Tyler Durden is Jeffrey Goines from "12 Monkeys", and the events of the movie are just a dream.

A scarily plausible one, really. Jeffrey is spastic, hyper, but ineffective for most of the movie. Of course he would create a dream self that is himself, but SO much cooler. The movie ends with his death because he has to wake up. As for similarities between the two: Both share their opinions on consumerism and the current decline of society. There is a rumor (stated by Bob to The Narrator) that Tyler was "born in an asylum and only sleeps one hour a night". In "12 Monkeys" you see that Jeffrey hardly ever sleeps. They also tend to talk the same way (though Tyler is much more calm and controlled), and The Narrator can easily be seen as a foil whose only purpose is to make Tyler look cooler by comparison. Notice that Tyler wins in the end, even though he has to "die".

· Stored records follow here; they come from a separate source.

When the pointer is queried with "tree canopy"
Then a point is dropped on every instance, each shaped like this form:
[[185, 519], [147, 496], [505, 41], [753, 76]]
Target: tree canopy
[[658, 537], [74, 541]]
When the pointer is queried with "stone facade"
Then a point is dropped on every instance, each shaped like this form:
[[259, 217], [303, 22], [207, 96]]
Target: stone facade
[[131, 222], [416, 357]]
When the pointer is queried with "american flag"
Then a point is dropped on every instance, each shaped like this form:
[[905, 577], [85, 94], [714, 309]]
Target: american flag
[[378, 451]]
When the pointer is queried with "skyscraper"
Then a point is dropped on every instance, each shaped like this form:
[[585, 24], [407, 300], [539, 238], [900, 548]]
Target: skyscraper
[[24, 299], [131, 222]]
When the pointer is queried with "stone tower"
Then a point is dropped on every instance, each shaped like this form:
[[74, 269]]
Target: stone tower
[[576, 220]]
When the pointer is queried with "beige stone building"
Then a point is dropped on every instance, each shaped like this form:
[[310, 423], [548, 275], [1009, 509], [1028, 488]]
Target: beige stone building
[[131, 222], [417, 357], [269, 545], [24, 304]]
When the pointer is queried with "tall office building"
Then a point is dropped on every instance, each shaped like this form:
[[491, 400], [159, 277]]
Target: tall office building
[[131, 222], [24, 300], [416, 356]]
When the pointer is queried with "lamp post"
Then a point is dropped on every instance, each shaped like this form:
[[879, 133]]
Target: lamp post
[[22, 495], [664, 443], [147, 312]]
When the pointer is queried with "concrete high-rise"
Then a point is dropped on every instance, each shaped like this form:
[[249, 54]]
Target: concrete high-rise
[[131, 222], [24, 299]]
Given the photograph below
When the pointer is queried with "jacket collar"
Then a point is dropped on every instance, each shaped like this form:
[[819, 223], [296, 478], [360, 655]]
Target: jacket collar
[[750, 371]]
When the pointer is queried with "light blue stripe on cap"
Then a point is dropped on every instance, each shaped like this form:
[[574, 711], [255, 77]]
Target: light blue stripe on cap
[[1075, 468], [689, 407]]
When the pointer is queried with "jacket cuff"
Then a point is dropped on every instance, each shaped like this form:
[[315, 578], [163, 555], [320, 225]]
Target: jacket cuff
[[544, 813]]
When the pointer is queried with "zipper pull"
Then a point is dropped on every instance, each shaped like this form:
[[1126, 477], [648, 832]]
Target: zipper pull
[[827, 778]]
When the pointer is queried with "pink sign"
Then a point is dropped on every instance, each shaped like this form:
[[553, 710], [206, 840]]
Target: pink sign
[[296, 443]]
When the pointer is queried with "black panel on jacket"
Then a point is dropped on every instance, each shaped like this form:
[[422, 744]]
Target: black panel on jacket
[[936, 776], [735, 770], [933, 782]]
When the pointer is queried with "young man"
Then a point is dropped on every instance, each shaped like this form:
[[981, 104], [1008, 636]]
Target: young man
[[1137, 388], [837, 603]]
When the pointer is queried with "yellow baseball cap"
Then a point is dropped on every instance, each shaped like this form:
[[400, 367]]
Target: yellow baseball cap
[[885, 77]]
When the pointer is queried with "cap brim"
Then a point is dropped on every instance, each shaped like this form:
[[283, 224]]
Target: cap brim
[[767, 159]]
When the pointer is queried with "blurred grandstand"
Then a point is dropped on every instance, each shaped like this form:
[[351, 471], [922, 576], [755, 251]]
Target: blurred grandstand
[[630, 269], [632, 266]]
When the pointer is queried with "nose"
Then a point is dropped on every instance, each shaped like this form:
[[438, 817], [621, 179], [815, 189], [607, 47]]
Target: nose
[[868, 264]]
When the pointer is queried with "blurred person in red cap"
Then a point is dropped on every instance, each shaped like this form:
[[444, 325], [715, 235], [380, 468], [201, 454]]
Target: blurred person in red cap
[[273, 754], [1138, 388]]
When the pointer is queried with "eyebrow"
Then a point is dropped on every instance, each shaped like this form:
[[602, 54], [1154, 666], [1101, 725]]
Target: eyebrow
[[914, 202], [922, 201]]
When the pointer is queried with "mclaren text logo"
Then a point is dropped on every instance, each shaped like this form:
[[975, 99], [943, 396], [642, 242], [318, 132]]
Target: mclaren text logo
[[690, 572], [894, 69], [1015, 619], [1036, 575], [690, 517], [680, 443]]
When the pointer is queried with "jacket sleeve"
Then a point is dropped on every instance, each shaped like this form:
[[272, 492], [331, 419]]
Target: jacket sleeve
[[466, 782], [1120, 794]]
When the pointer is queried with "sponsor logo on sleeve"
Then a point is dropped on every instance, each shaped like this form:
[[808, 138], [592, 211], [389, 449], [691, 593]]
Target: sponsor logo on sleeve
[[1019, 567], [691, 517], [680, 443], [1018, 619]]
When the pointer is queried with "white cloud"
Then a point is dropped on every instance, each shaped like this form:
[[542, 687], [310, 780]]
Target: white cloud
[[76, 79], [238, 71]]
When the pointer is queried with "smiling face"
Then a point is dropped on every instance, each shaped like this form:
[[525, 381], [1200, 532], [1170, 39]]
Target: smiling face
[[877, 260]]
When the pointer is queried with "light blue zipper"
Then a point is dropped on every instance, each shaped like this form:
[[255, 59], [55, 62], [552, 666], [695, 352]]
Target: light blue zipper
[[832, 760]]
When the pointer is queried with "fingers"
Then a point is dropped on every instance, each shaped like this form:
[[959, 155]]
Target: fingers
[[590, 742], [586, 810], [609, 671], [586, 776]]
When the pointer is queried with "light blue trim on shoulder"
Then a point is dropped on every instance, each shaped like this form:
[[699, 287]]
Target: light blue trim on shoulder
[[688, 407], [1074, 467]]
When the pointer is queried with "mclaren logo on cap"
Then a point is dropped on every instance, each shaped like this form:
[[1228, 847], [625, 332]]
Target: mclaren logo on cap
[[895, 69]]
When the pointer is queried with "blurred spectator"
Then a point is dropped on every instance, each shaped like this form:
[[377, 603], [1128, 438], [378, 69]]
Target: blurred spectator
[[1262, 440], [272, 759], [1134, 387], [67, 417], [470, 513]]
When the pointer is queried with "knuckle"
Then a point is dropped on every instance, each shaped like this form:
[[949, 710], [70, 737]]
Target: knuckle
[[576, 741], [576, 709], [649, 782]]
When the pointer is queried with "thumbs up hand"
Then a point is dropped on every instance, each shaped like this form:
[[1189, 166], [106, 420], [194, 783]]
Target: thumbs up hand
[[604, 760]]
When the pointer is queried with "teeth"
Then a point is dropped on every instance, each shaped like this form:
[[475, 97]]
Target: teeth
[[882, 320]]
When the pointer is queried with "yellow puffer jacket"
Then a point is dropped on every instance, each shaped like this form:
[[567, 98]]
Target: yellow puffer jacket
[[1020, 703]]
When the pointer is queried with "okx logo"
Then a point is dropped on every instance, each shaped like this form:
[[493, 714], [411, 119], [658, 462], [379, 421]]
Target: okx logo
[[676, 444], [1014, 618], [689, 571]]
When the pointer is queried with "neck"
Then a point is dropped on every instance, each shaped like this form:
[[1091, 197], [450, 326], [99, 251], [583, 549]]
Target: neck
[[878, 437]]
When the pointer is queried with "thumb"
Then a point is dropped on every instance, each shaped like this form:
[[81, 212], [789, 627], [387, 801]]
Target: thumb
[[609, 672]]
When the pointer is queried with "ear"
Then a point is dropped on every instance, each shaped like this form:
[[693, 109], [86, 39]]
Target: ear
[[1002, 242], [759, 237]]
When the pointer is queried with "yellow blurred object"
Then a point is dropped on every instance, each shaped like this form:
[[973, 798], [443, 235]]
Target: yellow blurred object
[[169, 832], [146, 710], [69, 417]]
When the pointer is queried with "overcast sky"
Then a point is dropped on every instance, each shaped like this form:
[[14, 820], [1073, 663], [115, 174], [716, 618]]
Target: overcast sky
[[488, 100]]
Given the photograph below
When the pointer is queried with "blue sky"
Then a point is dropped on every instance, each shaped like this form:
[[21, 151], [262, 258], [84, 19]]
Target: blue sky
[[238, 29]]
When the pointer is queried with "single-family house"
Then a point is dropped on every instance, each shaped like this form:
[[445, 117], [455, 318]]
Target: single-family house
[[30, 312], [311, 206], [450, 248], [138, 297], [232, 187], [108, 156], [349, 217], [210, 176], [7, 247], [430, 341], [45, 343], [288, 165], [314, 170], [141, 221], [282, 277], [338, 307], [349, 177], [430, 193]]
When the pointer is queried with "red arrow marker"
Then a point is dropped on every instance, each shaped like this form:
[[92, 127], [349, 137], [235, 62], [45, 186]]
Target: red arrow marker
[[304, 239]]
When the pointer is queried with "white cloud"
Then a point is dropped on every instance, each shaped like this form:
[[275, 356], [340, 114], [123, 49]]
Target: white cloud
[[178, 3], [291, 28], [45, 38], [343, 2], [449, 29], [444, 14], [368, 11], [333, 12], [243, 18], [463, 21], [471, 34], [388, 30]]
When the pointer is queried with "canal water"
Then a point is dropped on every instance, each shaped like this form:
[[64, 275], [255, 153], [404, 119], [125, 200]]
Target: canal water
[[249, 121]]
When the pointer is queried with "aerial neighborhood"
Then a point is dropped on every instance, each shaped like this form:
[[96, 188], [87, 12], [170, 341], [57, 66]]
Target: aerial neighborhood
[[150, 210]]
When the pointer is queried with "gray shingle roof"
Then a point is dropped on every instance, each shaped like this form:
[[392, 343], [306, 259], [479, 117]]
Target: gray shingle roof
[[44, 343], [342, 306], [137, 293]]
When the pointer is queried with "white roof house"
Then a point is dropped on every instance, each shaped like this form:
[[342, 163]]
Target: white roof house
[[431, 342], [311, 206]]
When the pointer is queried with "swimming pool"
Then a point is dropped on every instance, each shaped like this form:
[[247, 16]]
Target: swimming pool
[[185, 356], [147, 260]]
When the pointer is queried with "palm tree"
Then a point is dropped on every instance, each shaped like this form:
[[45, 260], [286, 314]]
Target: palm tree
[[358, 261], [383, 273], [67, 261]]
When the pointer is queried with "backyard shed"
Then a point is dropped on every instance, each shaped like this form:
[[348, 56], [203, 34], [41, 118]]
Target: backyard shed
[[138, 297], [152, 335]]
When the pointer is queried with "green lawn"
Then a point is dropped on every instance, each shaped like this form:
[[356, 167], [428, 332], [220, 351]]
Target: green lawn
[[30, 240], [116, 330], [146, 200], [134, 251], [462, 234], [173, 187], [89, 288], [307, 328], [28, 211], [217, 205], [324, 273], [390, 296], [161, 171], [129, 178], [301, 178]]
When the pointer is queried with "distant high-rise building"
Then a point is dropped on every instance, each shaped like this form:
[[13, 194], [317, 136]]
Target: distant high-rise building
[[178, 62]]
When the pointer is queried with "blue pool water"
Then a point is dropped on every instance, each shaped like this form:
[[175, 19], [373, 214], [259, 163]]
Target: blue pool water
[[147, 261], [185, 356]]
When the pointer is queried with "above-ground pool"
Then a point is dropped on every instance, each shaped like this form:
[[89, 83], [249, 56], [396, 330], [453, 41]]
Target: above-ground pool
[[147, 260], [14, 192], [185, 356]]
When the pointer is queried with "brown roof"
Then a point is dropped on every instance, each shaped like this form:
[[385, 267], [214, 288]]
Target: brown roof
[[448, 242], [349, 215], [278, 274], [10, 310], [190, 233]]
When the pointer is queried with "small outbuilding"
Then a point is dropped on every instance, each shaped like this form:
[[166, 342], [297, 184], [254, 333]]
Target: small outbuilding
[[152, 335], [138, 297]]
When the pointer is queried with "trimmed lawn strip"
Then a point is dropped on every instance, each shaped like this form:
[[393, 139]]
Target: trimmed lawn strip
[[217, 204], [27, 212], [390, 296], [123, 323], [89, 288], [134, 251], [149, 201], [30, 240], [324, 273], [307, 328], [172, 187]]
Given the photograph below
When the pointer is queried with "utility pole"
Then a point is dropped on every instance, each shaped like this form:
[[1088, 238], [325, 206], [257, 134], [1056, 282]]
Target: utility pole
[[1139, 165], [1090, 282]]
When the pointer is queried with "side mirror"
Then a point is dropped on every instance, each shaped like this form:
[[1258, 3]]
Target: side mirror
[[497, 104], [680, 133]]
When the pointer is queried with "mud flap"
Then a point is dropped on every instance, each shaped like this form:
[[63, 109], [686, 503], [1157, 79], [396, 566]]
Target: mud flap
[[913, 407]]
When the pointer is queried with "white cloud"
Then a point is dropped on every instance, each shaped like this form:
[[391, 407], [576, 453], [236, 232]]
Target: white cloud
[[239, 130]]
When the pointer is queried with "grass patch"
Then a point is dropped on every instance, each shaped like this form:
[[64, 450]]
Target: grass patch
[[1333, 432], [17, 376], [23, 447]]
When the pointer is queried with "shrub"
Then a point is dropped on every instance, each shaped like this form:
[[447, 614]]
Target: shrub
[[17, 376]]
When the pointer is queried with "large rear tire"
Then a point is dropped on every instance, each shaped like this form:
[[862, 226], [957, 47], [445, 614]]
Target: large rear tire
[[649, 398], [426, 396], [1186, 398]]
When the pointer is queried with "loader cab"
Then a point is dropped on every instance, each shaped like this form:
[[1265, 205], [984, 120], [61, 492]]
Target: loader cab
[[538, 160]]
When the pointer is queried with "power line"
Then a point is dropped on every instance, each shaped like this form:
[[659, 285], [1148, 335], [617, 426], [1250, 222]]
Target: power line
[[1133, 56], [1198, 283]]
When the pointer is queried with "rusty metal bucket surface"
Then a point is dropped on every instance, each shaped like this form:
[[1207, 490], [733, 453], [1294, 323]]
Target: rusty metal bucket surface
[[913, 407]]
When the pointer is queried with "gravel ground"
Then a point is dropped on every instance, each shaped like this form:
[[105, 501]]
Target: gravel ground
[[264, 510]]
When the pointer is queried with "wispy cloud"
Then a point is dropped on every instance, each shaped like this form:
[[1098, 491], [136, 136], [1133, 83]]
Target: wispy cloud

Bob's death is a reflection of how he was never cut out to be in Tyler's army

Tyler's recruitment method focused on the recruit remaining on his porch, despite abuse. After Durden told him to fuck off the first time, he went to walk away, and only stayed due to the narrator's interference. He was never cut out to join the army, which is why he was the only casualty.

Fight Club eventually broke into the online world...

...and became Anonymous.

Tyler is, indeed, a real person. The entire part of the movie after he disappears is Jack's descent into madness.

Consider how betrayed and shocked Jack is that Tyler is gone. That such an integral person to the house could up and leave without warning. And consider also that only after this happens do things start getting really, truly strange. Jack just went insane, and possibly is lying on a sofa in the house, though if Tyler ever comes back he may snap out of it. Maybe.

The Narrator/Tyler Durden eventually combines both of his personalities into one Super-personality which leads to him becoming V from V for Vendetta

The Narrator is Todd from Squee and Tyler is Shmee.

Fight Club takes place in the Matrix

Well, you know -- all movies that came out in 1999 take place in the Matrix, don't they? Well, except Dogma.